Bari, Italy Bari, Italy

We arrived in Bari on a Sunday and could not find an on-street parking space after about an hour of searching in this large city of over 300,000.  In retrospect this proved fortuituous because the car theft rate is exceptionally high in this part of Italy.  We discovered a large underground parking garage and were second in line to enter, but as we walked out of the garage the line had formed around the block.  We were graced with good fortune to have found a secure space and close to our lodging.

We did not understand why the town was so crowded.  It looked like Carnival was in play, but soon learned that this was a typical Sunday.  People in this part of Itlay work six days a week and Sunday is a day of recreation and Bari is the best attraction with its wonderfully sophisticated retail and restaurants.  The culture also cherishes the “promenade” to see and be seen.  We found a distinctly different cultural flavor from any other part of Italy we visited and a difference in the sound of the language.

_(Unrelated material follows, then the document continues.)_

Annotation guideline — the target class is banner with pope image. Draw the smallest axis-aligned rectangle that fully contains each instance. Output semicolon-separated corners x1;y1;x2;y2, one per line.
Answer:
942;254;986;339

Our lodging was in a modern building virtually next to Sephora and Max Amara.  We had an indifferent meal because we were dining before the usual 7pm opening of most restaurants, but the walking about was exciting given the shops and interesting crowds.  The city is beautifully set on the very blue and clean appearing ocean with many grand 19th century buildings, but otherwise little “old city” to be seen.  Bari suffered from bombing during WWII because it was a good harbor defended by the Germans and cherised by the Allies.  The southern reaches of the city are still largely a waste-land despite being directly on the Adriatic, a puzzle that needs further investigation.

We were glad for the experience, but would not make an effort to return.